Troisièmement, un plan de transformation véritable doit embarquer les magistrats et les personnels chargés de mettre en oeuvre la réforme. La distance entre la maîtrise d'ouvrage et la maîtrise d'oeuvre à laquelle le ministère s'efforce de remédier contrarie cette adhésion et cette implication du personnel. Pourtant, les attentes sont très fortes à l'égard des apports potentiels des services numériques en termes de surcroît de productivité et d'efficacité. Au-delà de la mise en service des nouveaux systèmes d'information, il y a encore des progrès à accomplir. Il faut réussir la transformation du métier et l'amélioration de la performance.
Enfin, le phasage de réalisation d'un petit nombre de projets prioritaires est à recommander par rapport à une avancée sur tous les fronts avec des moyens ministériels insuffisants.

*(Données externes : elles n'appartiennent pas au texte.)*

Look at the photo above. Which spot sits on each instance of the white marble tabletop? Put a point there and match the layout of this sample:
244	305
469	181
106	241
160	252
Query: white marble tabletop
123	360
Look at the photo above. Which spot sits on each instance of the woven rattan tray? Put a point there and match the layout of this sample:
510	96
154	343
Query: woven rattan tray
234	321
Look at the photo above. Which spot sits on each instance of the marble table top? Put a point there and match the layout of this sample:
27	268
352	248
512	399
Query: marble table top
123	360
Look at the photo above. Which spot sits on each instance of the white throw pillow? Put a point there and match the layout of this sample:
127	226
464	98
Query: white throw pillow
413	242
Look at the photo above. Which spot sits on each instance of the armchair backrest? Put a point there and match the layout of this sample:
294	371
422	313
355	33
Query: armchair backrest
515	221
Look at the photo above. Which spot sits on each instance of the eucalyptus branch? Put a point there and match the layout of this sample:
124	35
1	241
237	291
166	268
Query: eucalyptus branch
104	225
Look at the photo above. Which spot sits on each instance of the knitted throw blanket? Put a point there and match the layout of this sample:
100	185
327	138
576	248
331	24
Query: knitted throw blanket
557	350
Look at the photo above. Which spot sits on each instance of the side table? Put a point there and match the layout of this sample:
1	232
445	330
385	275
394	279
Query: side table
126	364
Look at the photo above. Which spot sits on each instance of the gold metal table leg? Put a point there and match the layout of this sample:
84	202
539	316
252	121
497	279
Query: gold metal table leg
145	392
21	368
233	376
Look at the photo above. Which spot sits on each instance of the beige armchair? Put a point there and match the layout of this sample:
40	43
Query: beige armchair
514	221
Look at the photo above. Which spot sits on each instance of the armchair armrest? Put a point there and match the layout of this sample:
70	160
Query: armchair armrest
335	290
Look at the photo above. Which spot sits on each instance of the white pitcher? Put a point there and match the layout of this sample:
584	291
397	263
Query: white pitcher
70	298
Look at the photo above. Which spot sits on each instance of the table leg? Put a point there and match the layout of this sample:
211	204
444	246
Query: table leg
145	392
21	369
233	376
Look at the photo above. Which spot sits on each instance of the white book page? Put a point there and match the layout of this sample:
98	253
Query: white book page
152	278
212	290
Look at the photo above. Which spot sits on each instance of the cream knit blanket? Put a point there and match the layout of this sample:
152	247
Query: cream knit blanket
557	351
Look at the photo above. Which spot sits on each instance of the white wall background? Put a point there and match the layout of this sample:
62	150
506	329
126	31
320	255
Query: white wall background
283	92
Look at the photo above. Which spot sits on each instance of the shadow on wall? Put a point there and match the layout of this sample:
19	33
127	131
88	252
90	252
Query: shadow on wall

Avant de conclure, je vous ferai part de nos quatre recommandations stratégiques par ordre d'importance.
Première recommandation : diminuer le niveau d'externalisation de la fonction informatique, notamment pour le pilotage des projets et la maîtrise d'ouvrage ; privilégier les contrats assis sur la définition du besoin et de la performance à accomplir, plutôt que sur les moyens à fournir.
Deuxième recommandation : dans un esprit de stabilisation de l'environnement et des objectifs du plan de transformation numérique, différer le chantier des saisines numériques jusqu'à l'achèvement de la refonte des applications civiles.
Troisième recommandation : mieux associer les utilisateurs finaux aux différentes instances de pilotage des systèmes d'information.
Enfin, quatrième recommandation : mettre la sécurité au centre du développement des systèmes dès l'origine de la définition des applicatifs.
Pour conclure, le plan de transformation numérique est vraiment essentiel pour le ministère de la justice dans ses différentes fonctions, tout particulièrement la fonction judiciaire. Il doit continuer à bénéficier d'une priorité marquée, d'une implication politique forte. Nos recommandations visent non pas à critiquer le ministère dont le manque de moyens excuse en grande partie la performance dans ce domaine, mais à l'inciter à persévérer et à mettre en oeuvre une réforme dont les promesses d'amélioration du service aux usagers restent considérables.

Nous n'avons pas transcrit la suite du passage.